Dalam melakukan kegiatan penangkapan ikan oleh nelayan di Kota Sibolga, diantaranya terdapat banyak nelayan yang menggunakan sistem penangkapan ikan dengan bagan pancang. Bagan pancang adalah sejenis alat penangkapan ikan yang hampir sama seperti tambak ikan atau jermal yang berukuran 8x8 meter sampai dengan 10x12 meter dan sebagian besar menggunakan kayu atau bambu sebagai penahan dan pembentuk. Sebagai pelengkapnya, nelayan menggunakan jaring yang dipasang di sekelilingnya, dengan demikian nelayan lebih mudah dalam menjaring ikan. Nelayan yang menggunakan bagan pancang dalam menangkap ikan ini bertujuan untuk dapat menghasilkan tambahan tangkapan ikan selain menangkap ikan dengan menjala ikan seperti biasanya. Yang menjadi permasalahan adalah bahwa bagan pancang tersebut didirikan oleh nelayan di beberapa lokasi perairan laut tidak memperhatikan struktur dan ketentuan mengenai sistem dan daerah penangkapan ikan yang ada. Setiap tahunnya jumlah nelayan yang membangun bagan pancang di perairan laut Kota Sibolga semakin meningkat jumlahnya. Hal ini justru akan menjadi persoalan yang semakin lama semakin menimbulkan permasalahan yang sedemikian rumit bagi kondisi wilayah pesisir dan laut Kota Sibolga. Jumlah bagan pancang yang dimiliki oleh nelayan di Kelurahan Sibolga Ilir Kecamatan Sibolga Utara tergolong jumlah yang paling besar di antara beberapa daerah lainnya di Kota Sibolga. Dengan kondisi perairan yang terjadi sekarang, maka bagan pancang milik nelayan tersebut dikeluhkan mengganggu jalur pelayaran di perairan Kota Sibolga sehingga suatu waktu harus segera

dibongkar. Komitmen itu telah disepakati setelah dilakukannya survei lokasi tahun 2011-2012 bersama unsur pimpinan dan Komisi II DPRD Sibolga, Administrasi Pelabuhan (Adpel) Sibolga, serta Dinas Kelautan, Perikanan dan Peternakan (DKP) Sibolga dan Tapteng. Hal tersebut menjadi sebuah permasalahan bagi para nelayan yang menggunakan bagan pancang setelah survei tersebut dilakukan untuk melihat letak bagan pancang yang sebelumnya dikeluhkan sangat mengganggu jalur pelayaran kapal. Berdasarkan keterangan yang diperoleh, pembangunan bagan pancang oleh nelayan Kota Sibolga, yang dalam hal ini di Kelurahan Sibolga Ilir sebenarnya tidak memiliki izin resmi dari pemerintah. Tetapi apabila bagan pancang tersebut nantinya akan dibongkar, maka akibatnya akan dirasakan oleh nelayan dalam memenuhi kebutuhan ekonominya. Hal inilah yang menjadi menarik bagi peneliti untuk melakukan penelitian yang lebih dalam untuk mengetahui bagaimana konsep pengelolaan bagan pancang nelayan sehingga nantinya dapat berkelanjutan pada wilayah pesisir dan laut Kota Sibolga. 1.2 Perumusan Masalah 1. Lembaga-lembaga apa saja yang terlibat dalam pengelolaan bagan pancang nelayan di Kelurahan Sibolga Ilir Kecamatan Sibolga Utara Kota Sibolga? 2. Bagaimana konsep pengelolaan bagan pancang nelayan agar berkelanjutan di Kelurahan Sibolga Ilir Kecamatan Sibolga Utara Kota Sibolga?

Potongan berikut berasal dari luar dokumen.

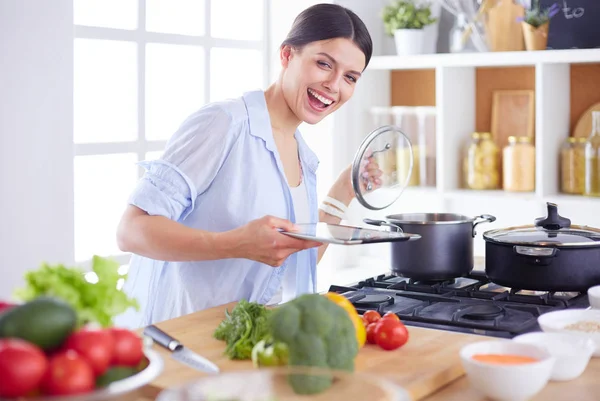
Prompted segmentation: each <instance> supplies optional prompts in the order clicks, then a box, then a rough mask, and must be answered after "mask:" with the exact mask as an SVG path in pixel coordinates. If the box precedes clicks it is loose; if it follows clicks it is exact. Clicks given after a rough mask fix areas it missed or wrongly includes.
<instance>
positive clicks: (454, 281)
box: [408, 278, 456, 286]
mask: <svg viewBox="0 0 600 401" xmlns="http://www.w3.org/2000/svg"><path fill="white" fill-rule="evenodd" d="M455 282H456V280H455V279H453V278H451V279H442V280H416V279H412V278H411V279H408V284H415V285H435V284H440V285H444V286H445V285H452V284H454V283H455Z"/></svg>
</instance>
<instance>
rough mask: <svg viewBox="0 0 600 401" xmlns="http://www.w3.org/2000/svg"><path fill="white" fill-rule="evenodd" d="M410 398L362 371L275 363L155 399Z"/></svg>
mask: <svg viewBox="0 0 600 401" xmlns="http://www.w3.org/2000/svg"><path fill="white" fill-rule="evenodd" d="M301 400H311V401H313V400H322V401H359V400H360V401H364V400H369V401H410V400H411V398H410V396H409V395H408V393H407V392H406V391H405V390H404V389H402V388H401V387H399V386H397V385H396V384H394V383H392V382H390V381H388V380H384V379H381V378H378V377H376V376H373V375H367V374H363V373H350V372H344V371H334V370H330V369H322V368H312V367H300V366H295V367H276V368H259V369H254V370H243V371H232V372H227V373H221V374H218V375H212V376H206V377H203V378H201V379H198V380H195V381H193V382H191V383H187V384H184V385H182V386H179V387H173V388H168V389H166V390H163V391H162V392H161V393H160V394H159V396H158V398H157V399H156V401H301Z"/></svg>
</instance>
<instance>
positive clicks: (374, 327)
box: [367, 323, 377, 344]
mask: <svg viewBox="0 0 600 401" xmlns="http://www.w3.org/2000/svg"><path fill="white" fill-rule="evenodd" d="M376 326H377V323H369V325H368V326H367V342H368V343H369V344H376V343H377V342H376V341H375V327H376Z"/></svg>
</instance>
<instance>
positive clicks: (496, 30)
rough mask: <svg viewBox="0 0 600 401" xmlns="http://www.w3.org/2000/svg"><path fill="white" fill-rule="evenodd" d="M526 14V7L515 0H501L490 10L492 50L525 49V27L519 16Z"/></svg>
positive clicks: (488, 11)
mask: <svg viewBox="0 0 600 401" xmlns="http://www.w3.org/2000/svg"><path fill="white" fill-rule="evenodd" d="M524 16H525V7H523V6H520V5H518V4H515V3H514V1H513V0H499V1H498V3H497V5H496V6H495V7H492V8H491V9H490V10H489V11H488V18H487V23H486V30H487V36H488V41H489V46H490V50H491V51H495V52H502V51H518V50H524V49H525V40H524V38H523V28H522V26H521V22H520V21H519V18H522V17H524Z"/></svg>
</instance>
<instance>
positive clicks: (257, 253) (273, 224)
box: [223, 216, 321, 267]
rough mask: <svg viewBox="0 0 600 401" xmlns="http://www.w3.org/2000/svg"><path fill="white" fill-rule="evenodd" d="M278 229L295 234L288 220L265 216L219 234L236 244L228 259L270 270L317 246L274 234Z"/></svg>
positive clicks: (314, 244)
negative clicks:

1.3 Tujuan Penelitian 1. Mengidentifikasi lembaga-lembaga apa saja yang terlibat dalam pengelolaan bagan pancang nelayan di Kelurahan Sibolga Ilir Kecamatan Sibolga Utara Kota Sibolga. 2. Mengidentifikasi konsep pengelolaan bagan pancang nelayan agar berkelanjutan di Kelurahan Sibolga Ilir Kecamatan Sibolga Utara Kota Sibolga. 1.4 Manfaat Penelitian 1. Membangun koordinasi antar lembaga yang terkait dengan masyarakat (nelayan bagan pancang). 2. Sebagai bahan pertimbangan bagi pemerintah untuk dapat menelisir kembali kebijakan terhadap pengelolaan bagan pancang nelayan secara berkelanjutan yang berkaitan erat dengan kesejahteraan masyarakat, khususnya nelayan bagan pancang. 3. Sebagai dasar untuk melahirkan kebijakan baru yang pro terhadap masyarakat (kemiskinan) khususnya nelayan bagan pancang.